Calif. Gov. Signs Workers’ Comp Reform Bill

By | October 12, 2007

California Gov. Arnold Schwarzenegger has signed legislation authored by Sen. Leland Yee, D-San Francisco/San Mateo, that is expected to lower workers’ compensation rates for small businesses and increase competition among insurance companies.

Existing law requires insurers to maintain certain minimum
reserves for outstanding losses and loss expenses for various
coverages included in the lines of business described in the annual
statement. SB 316 would delete workers’ compensation insurance from that requirement.

Additionally, the bill would require the Commission on Health and Safety and Workers’ Compensation to examine the causes of the
number of insolvencies among workers’ compensation insurers within
the past 10 years. It would require that by June 1, 2009, the report
be published on its Internet Web site, and the Legislature and
governor be informed of its availability. Half of the costs for the report would be paid for by the Workers’ Compensation Administration Revolving Fund.

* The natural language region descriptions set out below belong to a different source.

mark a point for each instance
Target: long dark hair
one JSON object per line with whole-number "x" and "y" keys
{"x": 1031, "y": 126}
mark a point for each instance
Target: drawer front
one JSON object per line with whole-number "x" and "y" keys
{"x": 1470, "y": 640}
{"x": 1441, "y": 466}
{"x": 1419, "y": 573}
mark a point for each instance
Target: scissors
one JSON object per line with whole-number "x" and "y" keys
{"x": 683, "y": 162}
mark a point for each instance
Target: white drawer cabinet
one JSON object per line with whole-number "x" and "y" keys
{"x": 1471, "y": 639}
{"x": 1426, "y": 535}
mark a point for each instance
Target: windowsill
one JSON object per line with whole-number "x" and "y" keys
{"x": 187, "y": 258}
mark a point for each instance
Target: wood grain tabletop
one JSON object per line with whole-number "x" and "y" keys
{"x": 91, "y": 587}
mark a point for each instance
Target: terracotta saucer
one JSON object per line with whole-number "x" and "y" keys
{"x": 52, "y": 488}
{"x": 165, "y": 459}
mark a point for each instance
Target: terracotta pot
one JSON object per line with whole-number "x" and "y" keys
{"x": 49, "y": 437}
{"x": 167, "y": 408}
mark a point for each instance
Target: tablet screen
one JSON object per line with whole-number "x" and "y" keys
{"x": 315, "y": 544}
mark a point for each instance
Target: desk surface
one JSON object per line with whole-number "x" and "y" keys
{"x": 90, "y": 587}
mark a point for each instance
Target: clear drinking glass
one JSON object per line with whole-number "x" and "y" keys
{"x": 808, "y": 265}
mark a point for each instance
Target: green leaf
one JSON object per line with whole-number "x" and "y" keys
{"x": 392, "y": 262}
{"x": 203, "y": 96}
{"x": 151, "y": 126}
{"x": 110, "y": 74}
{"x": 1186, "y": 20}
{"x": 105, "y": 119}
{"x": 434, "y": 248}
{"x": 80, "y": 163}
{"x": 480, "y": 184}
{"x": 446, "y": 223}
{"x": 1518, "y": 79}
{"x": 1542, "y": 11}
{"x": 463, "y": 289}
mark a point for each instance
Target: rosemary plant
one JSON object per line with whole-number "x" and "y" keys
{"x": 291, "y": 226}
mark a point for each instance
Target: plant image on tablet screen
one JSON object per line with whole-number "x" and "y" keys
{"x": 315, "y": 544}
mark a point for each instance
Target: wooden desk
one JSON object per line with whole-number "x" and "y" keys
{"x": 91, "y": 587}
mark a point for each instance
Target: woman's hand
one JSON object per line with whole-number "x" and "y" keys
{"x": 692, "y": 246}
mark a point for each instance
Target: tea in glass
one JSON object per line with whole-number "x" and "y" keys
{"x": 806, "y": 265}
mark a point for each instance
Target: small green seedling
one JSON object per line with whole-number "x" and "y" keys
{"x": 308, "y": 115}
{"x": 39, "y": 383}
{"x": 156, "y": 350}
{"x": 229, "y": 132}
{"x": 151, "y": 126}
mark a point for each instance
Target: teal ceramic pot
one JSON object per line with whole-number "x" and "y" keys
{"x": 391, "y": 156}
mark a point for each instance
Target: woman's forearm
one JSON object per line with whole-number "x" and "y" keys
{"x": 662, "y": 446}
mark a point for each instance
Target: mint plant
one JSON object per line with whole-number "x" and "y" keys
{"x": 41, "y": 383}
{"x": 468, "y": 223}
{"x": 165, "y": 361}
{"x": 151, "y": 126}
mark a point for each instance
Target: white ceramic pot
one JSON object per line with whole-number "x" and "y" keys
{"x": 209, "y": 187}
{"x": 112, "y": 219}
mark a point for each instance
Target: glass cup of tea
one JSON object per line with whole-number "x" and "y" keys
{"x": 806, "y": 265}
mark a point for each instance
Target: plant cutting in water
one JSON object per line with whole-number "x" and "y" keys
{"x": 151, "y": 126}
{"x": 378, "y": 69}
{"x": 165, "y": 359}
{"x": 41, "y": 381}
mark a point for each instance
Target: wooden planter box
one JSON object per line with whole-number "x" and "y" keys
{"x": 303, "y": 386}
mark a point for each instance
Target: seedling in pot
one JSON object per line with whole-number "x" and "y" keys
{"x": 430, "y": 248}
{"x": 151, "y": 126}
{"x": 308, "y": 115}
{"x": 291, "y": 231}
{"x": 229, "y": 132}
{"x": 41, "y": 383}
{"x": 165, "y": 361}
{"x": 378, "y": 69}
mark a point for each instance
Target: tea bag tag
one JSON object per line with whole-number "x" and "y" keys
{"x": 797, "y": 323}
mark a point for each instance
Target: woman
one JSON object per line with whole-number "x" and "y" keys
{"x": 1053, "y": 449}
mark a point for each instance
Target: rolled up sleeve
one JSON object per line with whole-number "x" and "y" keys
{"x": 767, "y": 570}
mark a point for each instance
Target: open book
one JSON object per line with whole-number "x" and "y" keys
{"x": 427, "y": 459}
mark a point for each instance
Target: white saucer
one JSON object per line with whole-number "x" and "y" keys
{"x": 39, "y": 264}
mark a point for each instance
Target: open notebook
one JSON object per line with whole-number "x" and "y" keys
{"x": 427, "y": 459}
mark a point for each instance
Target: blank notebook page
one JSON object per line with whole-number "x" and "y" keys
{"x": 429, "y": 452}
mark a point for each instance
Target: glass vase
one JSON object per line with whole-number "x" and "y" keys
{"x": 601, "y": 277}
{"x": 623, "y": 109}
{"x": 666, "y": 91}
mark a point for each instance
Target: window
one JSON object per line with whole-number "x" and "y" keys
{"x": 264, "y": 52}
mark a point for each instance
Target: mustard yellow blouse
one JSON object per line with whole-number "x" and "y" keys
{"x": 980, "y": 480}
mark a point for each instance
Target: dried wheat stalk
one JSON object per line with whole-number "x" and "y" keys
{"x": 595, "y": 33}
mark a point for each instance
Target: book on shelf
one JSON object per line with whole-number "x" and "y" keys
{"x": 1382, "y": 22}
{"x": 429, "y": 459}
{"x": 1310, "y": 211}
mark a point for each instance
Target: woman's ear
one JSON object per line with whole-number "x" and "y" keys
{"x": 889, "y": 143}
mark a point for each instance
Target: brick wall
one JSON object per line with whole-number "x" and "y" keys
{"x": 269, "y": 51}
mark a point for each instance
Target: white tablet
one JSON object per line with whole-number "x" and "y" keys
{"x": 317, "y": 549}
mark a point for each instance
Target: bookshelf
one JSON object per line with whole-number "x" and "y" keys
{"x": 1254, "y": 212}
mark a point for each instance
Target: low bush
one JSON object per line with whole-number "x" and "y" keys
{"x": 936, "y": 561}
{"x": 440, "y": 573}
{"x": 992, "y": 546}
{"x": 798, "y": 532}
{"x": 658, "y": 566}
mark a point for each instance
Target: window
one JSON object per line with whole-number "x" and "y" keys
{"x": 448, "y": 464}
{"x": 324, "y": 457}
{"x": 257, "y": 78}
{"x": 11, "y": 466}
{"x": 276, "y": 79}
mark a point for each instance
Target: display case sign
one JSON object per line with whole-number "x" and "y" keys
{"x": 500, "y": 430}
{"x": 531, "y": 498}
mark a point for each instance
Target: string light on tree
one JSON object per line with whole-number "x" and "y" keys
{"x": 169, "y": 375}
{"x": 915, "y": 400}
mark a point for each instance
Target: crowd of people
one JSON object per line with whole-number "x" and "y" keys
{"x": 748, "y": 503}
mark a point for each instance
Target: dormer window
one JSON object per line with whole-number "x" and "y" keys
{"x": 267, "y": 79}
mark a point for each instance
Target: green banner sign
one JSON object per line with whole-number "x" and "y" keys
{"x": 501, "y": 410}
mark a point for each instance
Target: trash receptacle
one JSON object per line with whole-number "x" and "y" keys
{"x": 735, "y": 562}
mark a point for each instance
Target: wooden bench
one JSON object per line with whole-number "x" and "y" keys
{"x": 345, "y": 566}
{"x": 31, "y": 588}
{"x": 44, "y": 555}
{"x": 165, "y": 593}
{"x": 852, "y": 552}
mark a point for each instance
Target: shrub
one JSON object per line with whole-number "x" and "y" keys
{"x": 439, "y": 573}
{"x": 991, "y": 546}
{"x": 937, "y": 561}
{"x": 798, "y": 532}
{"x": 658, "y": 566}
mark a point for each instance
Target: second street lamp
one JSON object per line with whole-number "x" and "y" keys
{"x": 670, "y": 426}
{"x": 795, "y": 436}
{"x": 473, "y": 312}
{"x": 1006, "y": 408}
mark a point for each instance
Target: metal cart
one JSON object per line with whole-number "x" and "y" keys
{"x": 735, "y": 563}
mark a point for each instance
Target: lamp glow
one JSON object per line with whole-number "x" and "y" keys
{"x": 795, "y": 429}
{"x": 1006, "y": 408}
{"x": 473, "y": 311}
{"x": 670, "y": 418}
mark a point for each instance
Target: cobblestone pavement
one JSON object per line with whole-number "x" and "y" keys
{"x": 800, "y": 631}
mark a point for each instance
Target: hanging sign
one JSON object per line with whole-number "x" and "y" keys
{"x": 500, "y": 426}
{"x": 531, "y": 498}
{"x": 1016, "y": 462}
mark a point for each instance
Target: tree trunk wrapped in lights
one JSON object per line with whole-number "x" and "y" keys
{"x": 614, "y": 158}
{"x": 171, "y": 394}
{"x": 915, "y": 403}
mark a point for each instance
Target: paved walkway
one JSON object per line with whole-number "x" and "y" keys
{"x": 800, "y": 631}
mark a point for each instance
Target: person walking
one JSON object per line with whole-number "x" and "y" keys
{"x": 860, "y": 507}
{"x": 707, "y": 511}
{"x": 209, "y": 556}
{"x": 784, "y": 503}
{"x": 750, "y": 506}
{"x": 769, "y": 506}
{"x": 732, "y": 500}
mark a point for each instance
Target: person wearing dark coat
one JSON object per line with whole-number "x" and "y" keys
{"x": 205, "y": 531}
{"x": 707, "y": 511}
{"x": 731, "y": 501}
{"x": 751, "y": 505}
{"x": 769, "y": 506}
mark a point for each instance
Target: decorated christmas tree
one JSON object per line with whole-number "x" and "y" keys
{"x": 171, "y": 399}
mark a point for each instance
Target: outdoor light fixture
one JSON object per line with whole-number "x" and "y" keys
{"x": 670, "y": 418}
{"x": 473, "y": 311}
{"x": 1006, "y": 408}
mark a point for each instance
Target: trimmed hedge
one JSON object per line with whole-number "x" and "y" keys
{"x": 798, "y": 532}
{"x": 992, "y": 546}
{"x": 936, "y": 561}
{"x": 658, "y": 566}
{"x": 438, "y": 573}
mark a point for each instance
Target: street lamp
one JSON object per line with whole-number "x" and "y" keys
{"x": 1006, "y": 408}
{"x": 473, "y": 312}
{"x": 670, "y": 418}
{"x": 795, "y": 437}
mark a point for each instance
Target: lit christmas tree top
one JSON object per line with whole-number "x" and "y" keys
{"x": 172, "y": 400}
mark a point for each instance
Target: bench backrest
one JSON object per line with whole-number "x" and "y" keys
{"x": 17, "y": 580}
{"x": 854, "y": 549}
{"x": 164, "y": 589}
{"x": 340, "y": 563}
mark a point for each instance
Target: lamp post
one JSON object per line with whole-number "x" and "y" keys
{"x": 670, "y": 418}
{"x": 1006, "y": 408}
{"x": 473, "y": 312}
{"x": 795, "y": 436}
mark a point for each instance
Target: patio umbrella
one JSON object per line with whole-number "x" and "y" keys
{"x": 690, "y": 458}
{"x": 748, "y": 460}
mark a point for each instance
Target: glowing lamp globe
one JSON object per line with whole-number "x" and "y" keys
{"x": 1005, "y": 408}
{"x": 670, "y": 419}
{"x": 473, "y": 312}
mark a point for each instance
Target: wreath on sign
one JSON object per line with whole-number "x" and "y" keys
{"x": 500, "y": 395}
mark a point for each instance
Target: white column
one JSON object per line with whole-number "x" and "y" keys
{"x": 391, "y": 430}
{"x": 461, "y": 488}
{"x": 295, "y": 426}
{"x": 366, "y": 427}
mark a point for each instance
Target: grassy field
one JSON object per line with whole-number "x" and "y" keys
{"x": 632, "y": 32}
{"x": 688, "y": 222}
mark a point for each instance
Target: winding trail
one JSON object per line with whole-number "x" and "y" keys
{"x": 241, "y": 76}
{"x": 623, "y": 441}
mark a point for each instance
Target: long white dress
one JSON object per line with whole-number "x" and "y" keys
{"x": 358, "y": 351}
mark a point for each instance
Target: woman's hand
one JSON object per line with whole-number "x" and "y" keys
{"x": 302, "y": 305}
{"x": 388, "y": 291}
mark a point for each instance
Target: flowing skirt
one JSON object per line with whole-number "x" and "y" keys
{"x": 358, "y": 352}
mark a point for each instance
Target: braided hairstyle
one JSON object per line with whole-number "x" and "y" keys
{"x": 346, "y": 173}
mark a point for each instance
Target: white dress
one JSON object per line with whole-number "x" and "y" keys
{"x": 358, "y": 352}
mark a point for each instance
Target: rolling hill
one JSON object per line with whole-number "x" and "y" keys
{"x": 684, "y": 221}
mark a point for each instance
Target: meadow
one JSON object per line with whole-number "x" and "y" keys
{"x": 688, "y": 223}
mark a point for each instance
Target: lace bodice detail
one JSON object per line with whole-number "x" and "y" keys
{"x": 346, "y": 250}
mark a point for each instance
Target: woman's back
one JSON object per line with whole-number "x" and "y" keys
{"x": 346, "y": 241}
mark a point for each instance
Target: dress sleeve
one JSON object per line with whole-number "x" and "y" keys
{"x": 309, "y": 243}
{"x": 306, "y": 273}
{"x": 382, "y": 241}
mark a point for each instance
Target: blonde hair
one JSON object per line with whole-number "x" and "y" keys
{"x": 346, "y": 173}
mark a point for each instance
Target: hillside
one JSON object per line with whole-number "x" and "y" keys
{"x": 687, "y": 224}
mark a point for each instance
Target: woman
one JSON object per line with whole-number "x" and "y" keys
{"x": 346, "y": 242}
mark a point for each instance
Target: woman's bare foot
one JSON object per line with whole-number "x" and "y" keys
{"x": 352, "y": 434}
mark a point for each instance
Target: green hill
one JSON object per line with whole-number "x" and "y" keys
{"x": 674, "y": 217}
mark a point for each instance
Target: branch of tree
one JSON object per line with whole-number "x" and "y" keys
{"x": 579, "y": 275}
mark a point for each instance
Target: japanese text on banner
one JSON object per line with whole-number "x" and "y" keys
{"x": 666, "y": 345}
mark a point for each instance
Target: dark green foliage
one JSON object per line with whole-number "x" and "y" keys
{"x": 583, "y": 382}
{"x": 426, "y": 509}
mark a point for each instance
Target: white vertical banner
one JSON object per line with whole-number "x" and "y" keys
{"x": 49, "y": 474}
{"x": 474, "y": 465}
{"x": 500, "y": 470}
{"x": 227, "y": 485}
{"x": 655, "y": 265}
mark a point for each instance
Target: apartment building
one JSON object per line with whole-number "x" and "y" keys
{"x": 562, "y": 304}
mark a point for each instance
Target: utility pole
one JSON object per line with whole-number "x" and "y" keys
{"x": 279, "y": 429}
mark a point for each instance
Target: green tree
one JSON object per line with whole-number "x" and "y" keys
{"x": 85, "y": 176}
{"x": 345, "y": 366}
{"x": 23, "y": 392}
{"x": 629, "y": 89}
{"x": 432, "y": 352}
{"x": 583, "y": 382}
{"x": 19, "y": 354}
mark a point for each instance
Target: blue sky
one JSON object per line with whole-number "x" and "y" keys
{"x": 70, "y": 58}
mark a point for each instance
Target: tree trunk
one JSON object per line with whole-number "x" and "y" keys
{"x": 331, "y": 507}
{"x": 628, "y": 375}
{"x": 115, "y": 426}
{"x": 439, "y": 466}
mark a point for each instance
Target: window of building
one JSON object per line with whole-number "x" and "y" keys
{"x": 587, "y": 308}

“This legislation will allow more policies to be issued and small insurers to enter the market, resulting in savings for small businesses and more workers getting the coverage they need,” Sen. Yee said.

Furthermore, “the study component of the bill will allow us to pinpoint and document the causes of previous insolvencies in order to make sure that the same mistakes are not made in the future,” Yee added.

Sam Sorich, president of the Association of California Insurance Companies, stressed that the bill would not jeopardize benefits for injured workers. The insurance commissioner will continue to have the authority to make certain that insurance company reserves are adequate to pay claims, he said.

The bill will take effect on Jan. 1, 2008.